Design-smell : God object
Il y a plus d’un an (le temps passe vite), j’avais eu l’idée d’écrire une série de billet sur les design smells.
Petit rappel : qu’est ce qu’un design smell ?
Il s’agit d’une portion de code dont la complexité peut entraîner :
- des difficultés à le maintenir
- des dépendances fortes entre composants qui rendent ce code impossible à tester unitairement
- un passage forcé par du refactoring pour la moindre évolution
J’avais évoqué le cas du code dupliqué (duplicated code), et des méthodes de classe trop longue (long method).
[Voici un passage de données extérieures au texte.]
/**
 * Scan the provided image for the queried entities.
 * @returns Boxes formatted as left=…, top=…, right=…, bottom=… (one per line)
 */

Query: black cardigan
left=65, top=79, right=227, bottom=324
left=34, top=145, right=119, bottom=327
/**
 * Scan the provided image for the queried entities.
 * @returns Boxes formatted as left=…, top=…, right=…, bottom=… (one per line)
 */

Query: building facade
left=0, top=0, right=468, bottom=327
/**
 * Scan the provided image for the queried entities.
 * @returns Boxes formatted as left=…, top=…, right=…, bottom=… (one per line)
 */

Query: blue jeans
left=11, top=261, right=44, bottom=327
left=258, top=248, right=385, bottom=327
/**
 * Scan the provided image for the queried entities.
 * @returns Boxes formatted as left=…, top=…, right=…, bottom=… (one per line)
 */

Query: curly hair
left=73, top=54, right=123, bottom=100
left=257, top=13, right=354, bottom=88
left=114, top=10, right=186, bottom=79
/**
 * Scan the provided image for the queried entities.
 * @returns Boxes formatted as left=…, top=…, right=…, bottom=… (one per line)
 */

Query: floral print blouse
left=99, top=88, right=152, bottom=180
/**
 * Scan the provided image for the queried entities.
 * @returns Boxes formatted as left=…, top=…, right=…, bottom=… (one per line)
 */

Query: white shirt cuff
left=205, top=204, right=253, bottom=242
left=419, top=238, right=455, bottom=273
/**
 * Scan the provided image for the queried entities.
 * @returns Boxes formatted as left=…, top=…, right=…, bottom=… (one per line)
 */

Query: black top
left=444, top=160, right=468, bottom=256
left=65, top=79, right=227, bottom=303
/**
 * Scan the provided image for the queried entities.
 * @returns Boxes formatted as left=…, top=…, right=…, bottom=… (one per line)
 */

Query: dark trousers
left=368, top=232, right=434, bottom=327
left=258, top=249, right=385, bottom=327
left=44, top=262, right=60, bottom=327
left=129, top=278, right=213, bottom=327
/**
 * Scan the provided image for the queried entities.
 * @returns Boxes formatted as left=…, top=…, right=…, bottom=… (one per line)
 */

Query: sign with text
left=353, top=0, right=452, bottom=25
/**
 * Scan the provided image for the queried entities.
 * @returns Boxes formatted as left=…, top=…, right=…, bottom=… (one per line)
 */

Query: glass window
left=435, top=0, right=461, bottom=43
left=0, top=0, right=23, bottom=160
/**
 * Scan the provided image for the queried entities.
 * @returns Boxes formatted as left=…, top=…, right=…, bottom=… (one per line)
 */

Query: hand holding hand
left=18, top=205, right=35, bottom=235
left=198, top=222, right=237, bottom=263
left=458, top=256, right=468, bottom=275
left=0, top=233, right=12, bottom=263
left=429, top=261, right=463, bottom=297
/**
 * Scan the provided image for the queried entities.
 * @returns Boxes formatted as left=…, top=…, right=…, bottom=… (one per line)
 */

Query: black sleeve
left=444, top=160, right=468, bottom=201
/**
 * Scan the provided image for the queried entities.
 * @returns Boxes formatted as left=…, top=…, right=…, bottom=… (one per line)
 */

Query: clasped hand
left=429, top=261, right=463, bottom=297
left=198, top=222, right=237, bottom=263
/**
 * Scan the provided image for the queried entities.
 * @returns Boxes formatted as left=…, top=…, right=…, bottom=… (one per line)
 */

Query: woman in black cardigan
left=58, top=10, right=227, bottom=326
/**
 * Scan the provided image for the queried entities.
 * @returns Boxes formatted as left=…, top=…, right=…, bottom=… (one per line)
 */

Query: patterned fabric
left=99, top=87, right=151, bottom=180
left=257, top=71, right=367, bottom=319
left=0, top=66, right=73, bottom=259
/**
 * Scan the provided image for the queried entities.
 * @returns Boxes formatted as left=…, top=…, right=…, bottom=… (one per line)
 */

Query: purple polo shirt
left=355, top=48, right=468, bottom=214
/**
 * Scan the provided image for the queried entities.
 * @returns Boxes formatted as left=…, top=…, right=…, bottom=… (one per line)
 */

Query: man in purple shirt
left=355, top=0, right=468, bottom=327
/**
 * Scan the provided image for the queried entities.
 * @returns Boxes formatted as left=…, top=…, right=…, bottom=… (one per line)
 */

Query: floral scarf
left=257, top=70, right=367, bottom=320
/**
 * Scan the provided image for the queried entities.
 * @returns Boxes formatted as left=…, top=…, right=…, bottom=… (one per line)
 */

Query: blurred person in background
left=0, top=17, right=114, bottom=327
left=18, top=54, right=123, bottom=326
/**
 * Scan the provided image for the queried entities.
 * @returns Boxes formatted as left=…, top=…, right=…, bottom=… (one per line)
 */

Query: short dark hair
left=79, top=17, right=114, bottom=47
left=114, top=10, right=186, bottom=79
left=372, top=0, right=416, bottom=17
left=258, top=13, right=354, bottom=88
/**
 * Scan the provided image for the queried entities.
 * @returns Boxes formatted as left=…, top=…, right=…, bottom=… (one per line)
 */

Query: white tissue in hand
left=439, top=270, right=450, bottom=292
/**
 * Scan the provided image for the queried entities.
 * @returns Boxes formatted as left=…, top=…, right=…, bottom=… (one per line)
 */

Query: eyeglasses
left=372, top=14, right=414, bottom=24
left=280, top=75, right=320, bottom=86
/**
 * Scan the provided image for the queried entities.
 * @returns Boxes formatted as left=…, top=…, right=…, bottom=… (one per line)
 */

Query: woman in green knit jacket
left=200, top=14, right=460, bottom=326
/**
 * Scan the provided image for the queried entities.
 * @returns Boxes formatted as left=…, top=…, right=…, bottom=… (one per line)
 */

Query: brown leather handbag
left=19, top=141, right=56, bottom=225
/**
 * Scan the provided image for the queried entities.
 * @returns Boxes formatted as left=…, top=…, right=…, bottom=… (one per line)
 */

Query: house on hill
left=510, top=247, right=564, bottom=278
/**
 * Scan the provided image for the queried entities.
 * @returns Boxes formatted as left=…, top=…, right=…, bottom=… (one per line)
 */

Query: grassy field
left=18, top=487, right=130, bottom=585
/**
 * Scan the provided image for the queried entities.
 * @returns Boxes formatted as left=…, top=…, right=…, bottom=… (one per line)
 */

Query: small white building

Ce billet traite d’un design smell commun dans le développement web : God Object (pas de blague vaseuse s’il vous plaît).
De quoi s’agit il ?
Dans la programmation objet, un God object est un objet qui en sait trop ou qui en fait trop.
Pourquoi est ce un design smell ?
Une des idées principales derrière la programmation objet, et structurée en générale, est qu’un problème peut être découpé en sous-problèmes et que des solutions apportées à chacun de ces sous-problèmes permettent de résoudre le problème initial. Vous suivez toujours ?
Prenons l’exemple de la programmation MVC. Les contrôleurs sont des classes utilisées pour exécuter le code applicatif entre la réception de la requête http, et le rendu dans le navigateur. Le champs d’action est vaste. Certes la couche modèle permet de déporter du code, lié à la base de données, mais trop souvent, les contrôleur font beaucoup trop de choses.
Conséquences : le code devient difficilement maintenable, et encore moins testable unitairement car trop de comportements doivent être pris en compte.
Imaginons une application qui authentifie un utilisateur, lui demande de saisir un texte, vérifie le texte et l’envoi par email. Le premier design qui vient à l’esprit est une classe contrôleur appelée à la soumission du formulaire, et une classe dans le modèle DAO ou ORM qui stocke le message dans la base de données.
Quels sont alors les comportements associés au contrôleur ?
- authentification
- validation du texte
- appel au DAO
- envoi du mail
C’est l’exemple d’un God Object. Comment tester la validation du texte sans avoir authentifié un utilisateur ? Comment tester l’envoi du mail sans valider le texte ? etc…
Développer une classe qui accomplit toutes ces tâches revient à faire de la programmation procédurale… à l’intérieur d’une classe.
Voila donc comment on peut se retrouver à avoir des classes de plusieurs milliers de lignes pour gérer une ou plusieurs actions d’une application WEB.
Quelle solution ?
…car il y en a une. L’idée est de différentier les comportements orthogonaux (authentification, email, validation de texte) et de les écrire dans des composants dédiés. Ainsi la classe de gestion d’authentification ne verra rien d’autre qu’un identifiant et un mot de passe, la classe de gestion de mail, un texte et une adresse de destination etc….
Tout devient plus simple à maintenir et à tester.
En conclusion, l’étude de se design-smell permet de toucher du doigt un problème majeur de la programmation web MVC. S’il est possible de tester unitairement des objets de connexion à une base de données, ou une classe de filtrage de texte, il est très difficile de tester les contrôleurs car ils sont liés à la requête http, inexistante dans un contexte de tests unitaires. En utilisant des classes spécialisées, le code est mieux testé, plus robuste et plus évolutif.